The first thing that hits you about VoltDB is the huge performance numbers. For example, this piece about Node.js and VoltDB quotes 675,000 transactions/sec on 8 clients and 12 servers. As each transaction did three reads and one write, this amounted to 2.8 million data operations per second. Each of the 12 servers had 8 cores for a total of 96 server cores, which means the test ran at just under 30,000 data operations per server core per second.

When you talk about databases, there is an assumption of durability – you assume that the data is getting saved to permanent storage. However, VoltDB is an in-memory database, and in fact in the above piece, the headline test was done with “k-factor=0” – which means, no backups at all (and presumably no persistent storage, as disk or SSD wasn’t mentioned). In other words, this is a lot like a data cache – you send a request to the server, cleverly routed to the correct partition, do some calculations with the targetted value plus related data, then store the result. Which raises the question – if you do this sequence of operations in a data cache, do you get similar performance?

To test this out, we loaded up some reference data, then sent a request (in Coherence, an entry processor) which read the targetted value, read two items of reference data, and then stored a computed result. We only had 7 ropey old development boxes available, so we wrote the application so that both client and server applications ran in each JVM, with the client load spread equally across the servers.
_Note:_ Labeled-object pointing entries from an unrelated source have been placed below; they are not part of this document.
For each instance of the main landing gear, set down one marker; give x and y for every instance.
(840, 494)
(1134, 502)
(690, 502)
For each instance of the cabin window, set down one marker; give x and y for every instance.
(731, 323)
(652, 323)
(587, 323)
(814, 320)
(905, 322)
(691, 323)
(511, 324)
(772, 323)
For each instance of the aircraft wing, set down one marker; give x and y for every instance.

The bottom line was that our Coherence rig was more that 1.5X faster than VoltDB *per core* – 44,000 data operations per second versus 29,000 – even though the Coherence test was running client and server on the same machine.

For good measure, we tried “k-factor=1” – i.e. one backup – and got 28,300 operations per second, which is very close to VoltDB with no backups.
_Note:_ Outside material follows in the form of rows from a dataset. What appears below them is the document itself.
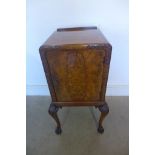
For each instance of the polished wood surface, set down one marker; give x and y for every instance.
(76, 63)
(71, 37)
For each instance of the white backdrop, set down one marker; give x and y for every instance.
(45, 16)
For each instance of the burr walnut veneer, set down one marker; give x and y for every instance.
(76, 64)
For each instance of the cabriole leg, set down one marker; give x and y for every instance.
(104, 109)
(53, 109)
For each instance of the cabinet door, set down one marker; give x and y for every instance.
(79, 75)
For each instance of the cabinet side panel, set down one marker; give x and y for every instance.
(78, 75)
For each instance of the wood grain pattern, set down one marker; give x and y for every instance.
(76, 63)
(77, 75)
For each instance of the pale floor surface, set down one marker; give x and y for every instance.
(79, 125)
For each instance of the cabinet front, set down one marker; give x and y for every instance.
(79, 75)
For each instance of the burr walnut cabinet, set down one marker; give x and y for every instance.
(76, 63)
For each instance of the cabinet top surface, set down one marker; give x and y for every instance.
(74, 36)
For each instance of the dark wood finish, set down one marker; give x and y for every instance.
(104, 109)
(76, 63)
(53, 109)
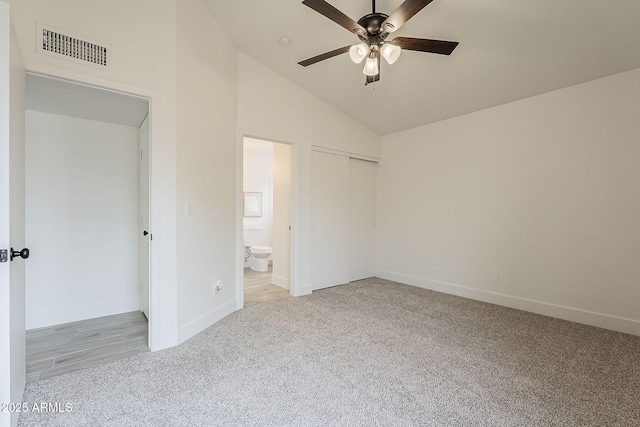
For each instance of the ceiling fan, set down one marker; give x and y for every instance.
(372, 30)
You’ll have to forgive me for not publishing more detailed information, but we’d need to get Oracle’s permission to publish a ‘benchmark’ – and this wasn’t a proper benchmark, just a few hours of running through a few scenarios and pretty much straight out of the box config. However, if you do want more detail, you can run it yourself: I’ve attached the Eclipse project and scripts for server-side deployment here… CoherencePerformance.zip

Now…

the point of this article is not the numbers themselves, but to point out that a data grid like Coherence and an in-memory database are likely to give very similar performance when they are doing relatively simple operations because it’s all the rest of the systems that cost the time. In fact, it is uncanny how similar these numbers are to tests we did on another IMDG a few years ago on the same equipment.
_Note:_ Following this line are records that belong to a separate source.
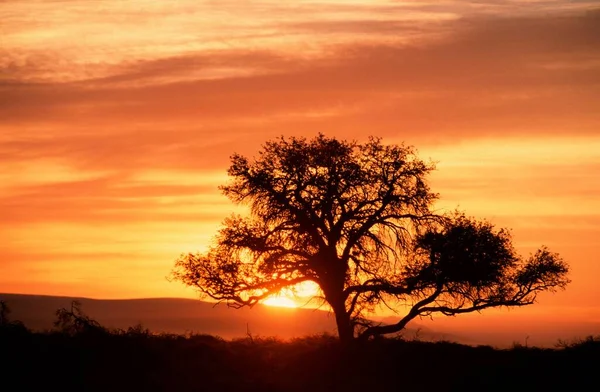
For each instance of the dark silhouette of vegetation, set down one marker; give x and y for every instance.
(358, 220)
(72, 359)
(73, 321)
(5, 322)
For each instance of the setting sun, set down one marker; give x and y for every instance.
(280, 301)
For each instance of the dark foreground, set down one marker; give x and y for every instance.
(136, 360)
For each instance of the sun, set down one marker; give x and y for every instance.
(293, 297)
(280, 301)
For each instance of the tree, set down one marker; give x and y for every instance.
(358, 220)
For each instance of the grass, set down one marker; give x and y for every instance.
(136, 360)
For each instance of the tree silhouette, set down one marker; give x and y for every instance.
(358, 220)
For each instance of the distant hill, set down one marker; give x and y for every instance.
(178, 315)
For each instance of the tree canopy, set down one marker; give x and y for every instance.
(359, 221)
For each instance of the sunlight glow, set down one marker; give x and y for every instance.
(279, 301)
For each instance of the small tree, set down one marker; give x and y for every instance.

In other words, VoltDB may be superfast compared to database systems that store information to disk, but not compared to data grids storing all information in memory.

Transactional Data Cache

Well, as promised I am following up on my blog that talked in general about transactions.  Today I want to discuss transactional Cache with persistence.

First what does it mean?  For me this is transaction that requires ACID like properties for in-memory data grids. They are committed in memory first and returned to the application then simultaneously go to disk and databases for persistence meeting ACID qualities.

What is required? The ability to scale distributed transactions across two to hundreds of nodes and then to disk and databases.   This is no trivial feat.  In fact, the complexity of first making it work is challenging enough.  How will performance be?  We all know 2PC and XA will not scale on performance in this architecture and in fact degrades.  Sure you can throw lots of hardware at the problem but it becomes very expensive to run and more expensive to maintain.  Which brings me to the next level of complexity.  What happens when a node goes down or a database goes down?  How do you dynamically reallocate resources and not lose transactions in the process?   What if your site goes down due to some catastrophic event? How does one handle uptime in worse case scenarios?  As they say the devil is in the details.

Then the question is who can address this complex problem getting performance and scale across let’s say 10 to 100’s of nodes?  It is not a big community of developers.  If it were there would have been an open source initiative already in place? Some developers will try to write it themselves yet is that really the best thing for the business or would an out of the box solution be better?   Businesses have to be aware of risk of a one off solution that requires constant attention and maintenance. And putting too many developers on this may create less than an ideal environment to solve the problem.  It takes dedication of a few very knowledgeable developers with tenacity, resilience, and time such as a few years to work through the use cases and edge cases.  No trivial matter here yet very important work.

Solving this problem for in-memory data grids allows any mission critical application to move to higher performance and scale at extreme affordability.  The cost of the business transaction could be a fraction of what it is today! With a few bright people it will and can happen.  This single-minded focus and effort on transaction management will bring costs down dramatically as well as flexibility for one business.   It will also open the in-memory market from several hundred million today to billions in a few years.   And with it Big Data will be redefined as well.